Ask HN: Do VC funds come from questionable sources? - xstartup
I read somewhere that historically market has outperformed VC funds. 
But lower returns have not stopped VC partners from contributing to these funds. Why? Does it come from questionable sources which can&#x27;t find its way into the market? Does it offer anonymity or something?
======
tedmiston
The investors in VC funds are called Limited Partners (LPs), as opposed to
General Partners (GPs). LPs raise money from high-net worth individuals
(HNWIs), funds of funds, etc.

Maybe what you read had some qualifier attached to it like across all VC funds
"on average". With funds, the outliers are everything like with successful
startups. Deal flow varies greatly by VC. A similar comment, and one that
holds up, is that most startup accelerators have 0 "successful" exits.

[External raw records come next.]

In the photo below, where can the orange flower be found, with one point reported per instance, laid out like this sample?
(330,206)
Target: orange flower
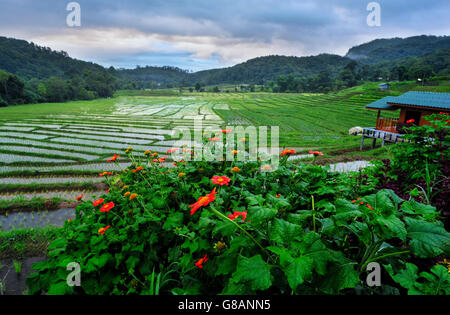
(107,206)
(201,261)
(237,213)
(115,157)
(220,180)
(316,153)
(203,201)
(101,231)
(287,151)
(98,202)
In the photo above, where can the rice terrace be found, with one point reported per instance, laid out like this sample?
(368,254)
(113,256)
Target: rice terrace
(278,176)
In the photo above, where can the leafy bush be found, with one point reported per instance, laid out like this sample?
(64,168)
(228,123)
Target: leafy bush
(421,166)
(229,228)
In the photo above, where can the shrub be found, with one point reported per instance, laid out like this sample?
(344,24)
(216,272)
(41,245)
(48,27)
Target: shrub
(295,230)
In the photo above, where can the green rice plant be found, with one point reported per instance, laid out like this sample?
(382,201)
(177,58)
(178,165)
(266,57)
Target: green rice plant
(18,266)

Brad Feld's book _Venture Deals_ [1] is a great reference if you want to learn
a bit more from multiple perspectives.

[1]: [https://www.amazon.com/Venture-Deals-Smarter-Lawyer-
Capitali...](https://www.amazon.com/Venture-Deals-Smarter-Lawyer-
Capitalist/dp/1119259754/)

------
utekkare
A lot of sovereign funds could be called "Questionable" since those are funds
directly under the control of the Government.

Many High Net Worth Individuals set up investing trusts overseas to mask their
real income and these funds are usually run by investment professionals who
"place" these funds.

So, yes it is tough to check the provenance of a funds LPs all the way back to
the source. But if you stick to tried and tested sources - ex-founders,
Pension Funds, State Funds, College Endowments, Hedge Funds, and suchlike,
you're more likely than not - taking funds from a responsible source.

Of course, that is not always the case with ALL VCs.

Pranay

------
brucephillips
Upside. LPs are willing to invest a small portion of their portfolio into an
asset class that has lower average returns, but potential for great upside.